Oakland is a wonderfully diverse city, which is part of why so many of us love it.
Thursday I was over to Village Bottoms for an open house, a follow-up of sorts to a workshop at West Coast Green where people from a wide variety of backgrounds brainstormed ideas about how to recreate the area. It's gone through a lot of changes from a terminus of transcontinental railroad to a reemerging neighborhood today. Two of the biggest changes were the building of the Cypress Structure in the 1950s which cut off the area from the rest of Oakland, and its subsequent collapse in the Loma Prieta earthquake in 1989. Since then residents have been working to reshape the area. We started with a tour led by Marcel Diallo, community activist and businessman in the Bottoms:
I was also there to check out an open house for Central Station, a multi-part housing development in the area, centered around the 16th Street Station that once formed the hub of the Southern Pacific Railroad in Oakland. SFGate.com's Chip Johnson was there and has a nice write-up on the project. There are even some nice green features in parts of the development, like a living roof on the apartment building.
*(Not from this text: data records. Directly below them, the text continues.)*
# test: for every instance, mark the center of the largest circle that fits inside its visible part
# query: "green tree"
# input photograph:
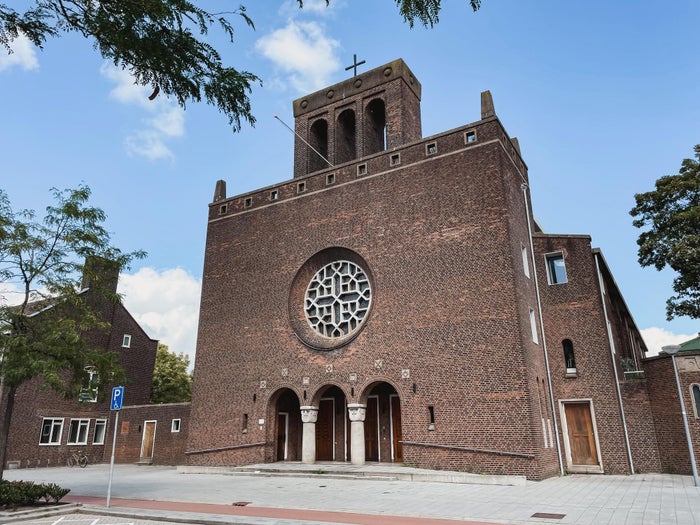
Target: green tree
(672, 214)
(163, 43)
(42, 265)
(172, 383)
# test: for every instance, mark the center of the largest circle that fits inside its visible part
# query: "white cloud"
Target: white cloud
(167, 122)
(23, 55)
(304, 52)
(166, 305)
(655, 338)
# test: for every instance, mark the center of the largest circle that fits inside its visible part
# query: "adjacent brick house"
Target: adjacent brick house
(45, 428)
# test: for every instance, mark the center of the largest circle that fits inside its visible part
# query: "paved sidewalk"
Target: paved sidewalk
(286, 494)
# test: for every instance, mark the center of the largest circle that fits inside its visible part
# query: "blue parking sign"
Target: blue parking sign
(117, 398)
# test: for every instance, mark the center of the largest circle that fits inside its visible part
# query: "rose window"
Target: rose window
(337, 299)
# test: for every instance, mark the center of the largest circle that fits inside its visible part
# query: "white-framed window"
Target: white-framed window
(51, 431)
(556, 269)
(695, 396)
(526, 264)
(98, 437)
(533, 327)
(77, 432)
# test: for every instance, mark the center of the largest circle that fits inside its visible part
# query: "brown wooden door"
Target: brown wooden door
(325, 430)
(581, 438)
(396, 436)
(372, 430)
(148, 441)
(282, 436)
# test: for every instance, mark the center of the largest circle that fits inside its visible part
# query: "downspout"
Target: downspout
(612, 360)
(524, 187)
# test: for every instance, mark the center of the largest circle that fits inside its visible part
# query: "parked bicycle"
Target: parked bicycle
(77, 458)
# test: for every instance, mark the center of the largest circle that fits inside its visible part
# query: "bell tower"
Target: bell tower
(366, 114)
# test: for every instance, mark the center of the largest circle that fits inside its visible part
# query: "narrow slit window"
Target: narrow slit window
(695, 391)
(526, 264)
(533, 327)
(556, 268)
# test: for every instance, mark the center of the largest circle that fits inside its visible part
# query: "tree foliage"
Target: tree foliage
(45, 317)
(672, 214)
(163, 43)
(172, 383)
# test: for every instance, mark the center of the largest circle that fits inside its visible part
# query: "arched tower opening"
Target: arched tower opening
(345, 141)
(375, 127)
(318, 138)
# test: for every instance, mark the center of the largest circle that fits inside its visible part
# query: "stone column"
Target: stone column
(309, 415)
(356, 412)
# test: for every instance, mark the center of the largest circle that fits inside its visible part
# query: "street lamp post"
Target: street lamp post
(672, 350)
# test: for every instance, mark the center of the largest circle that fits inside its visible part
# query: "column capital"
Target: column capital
(309, 414)
(357, 411)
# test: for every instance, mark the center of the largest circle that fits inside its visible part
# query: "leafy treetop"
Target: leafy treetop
(671, 213)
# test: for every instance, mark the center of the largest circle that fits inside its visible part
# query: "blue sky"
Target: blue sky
(603, 97)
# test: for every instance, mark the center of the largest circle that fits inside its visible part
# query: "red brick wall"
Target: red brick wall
(441, 237)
Nearby to the apartments and lofts are The Blackdot Cafe, The Soul Foods Cooperative Grocery Store, and other burgeoning businesses. Food and drinks for the event were provided by Linden Street Brewery, Brown Sugar Kitchen, and other Oakland businesses. There's still a lot of work to do such as cleaning up the old Phoenix Ironworks site, but Village Bottoms is looking up.
Then last night, K and I attended an interfaith service at Lakeshore Avenue Baptist Church, 'Keeping the Faith'. People from a wide range of faith traditions in Oakland, from Jewish to Christian to Buddhist to Native American spoke about the keeping the faith towards a day when Prop 8 will be overturned. It was an amazing service, and a reminder for all that not all people of faith are against gay marriage. Oakland city council-member Rebecca Kaplan spoke about her experiences of being a lesbian and growing up in an orthodox Jewish household, reps from the Episcopal Church and the ELCA (Lutherans) spoke about recent decisions to open the churches to the LGBT community, and Sheilagh Brooks read a powerful poem about her struggles. Around the sanctuary there were banners about different aspects of the struggle and successes. We spotted one that told the story of a former co-worker of K's and her partner. And we all prayed for the elections today in Maine and Washington, that the LGBT communities in those states might have the freedoms that were briefly enjoyed here in California.